A ciência tem finalmente uma voz de grande credibilidade na sociedade. Antes do COVID-19, era mal apoiada e financiada pelo governo e sociedade civil; infelizmente, absolutamente nada mudou. Pelo contrário, este ano tivemos um corte no investimento na ciência. O desafio de hoje é o desafio de sempre - financiamento -, mas, agora, com a adicional desilusão de termos sido ignorados quando se olha para o futuro e para a “recuperação e resiliência” de Portugal.

Como cientista, que apreciação faz do panorama científico português, na sua área de investigação e em outras áreas, de um modo geral? Considera que a ciência é devidamente valorizada em Portugal?
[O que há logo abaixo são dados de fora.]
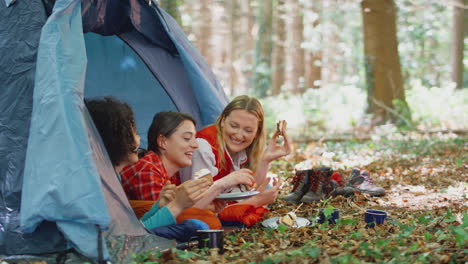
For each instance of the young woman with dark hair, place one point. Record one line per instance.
(115, 122)
(172, 142)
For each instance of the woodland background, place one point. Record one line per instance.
(372, 84)
(338, 66)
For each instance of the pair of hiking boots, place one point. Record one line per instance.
(313, 185)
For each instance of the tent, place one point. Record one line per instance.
(58, 191)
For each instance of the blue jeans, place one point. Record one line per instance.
(181, 232)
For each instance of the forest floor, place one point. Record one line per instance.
(426, 182)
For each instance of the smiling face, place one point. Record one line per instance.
(133, 156)
(178, 148)
(239, 129)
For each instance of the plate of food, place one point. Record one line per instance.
(289, 220)
(236, 195)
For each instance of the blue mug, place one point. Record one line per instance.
(373, 217)
(211, 239)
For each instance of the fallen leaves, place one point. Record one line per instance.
(426, 202)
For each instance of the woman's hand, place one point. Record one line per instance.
(274, 151)
(167, 194)
(187, 194)
(242, 176)
(268, 196)
(217, 205)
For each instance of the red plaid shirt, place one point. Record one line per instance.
(145, 179)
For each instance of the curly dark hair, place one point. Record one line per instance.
(116, 124)
(165, 123)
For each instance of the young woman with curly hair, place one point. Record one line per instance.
(171, 144)
(115, 122)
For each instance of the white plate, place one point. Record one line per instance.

A qualidade da ciência desenvolvida em Portugal é óbvia e reconhecida por todos, nacional e internacionalmente. Acho que devemos orgulhar-nos do que a nossa comunidade científica tem conseguido, tendo em conta a sua breve história. Para este sucesso tão rápido, em muito contribuiu a elevada qualidade na formação de investigadores, que é reconhecida internacionalmente. Temos ciência de muita qualidade a ser feita em Portugal mas, infelizmente, o investimento na formação não parece ter continuação no investimento nas ideias e equipas existentes. Há um descontínuo, que faz com que a nossa competitividade diminua. Nós temos dificuldades em atrair investigadores internacionais, em captar a atenção de editores das melhores revistas, e isso dificulta a captação de financiamento. Para tentar contrariar este cenário e cimentar o nosso espaço na arena científica internacional, deveríamos procurar reforçar não só as colaborações nacionais, mas também (e talvez ainda mais importante) as nossas colaborações com parceiros internacionais. No cancro da tiroide e gástrico somos referências mundiais, mas podemos expandir a nossa área de influência, temos a qualidade e potencial para o fazer; precisamos “apenas” de mais apoios.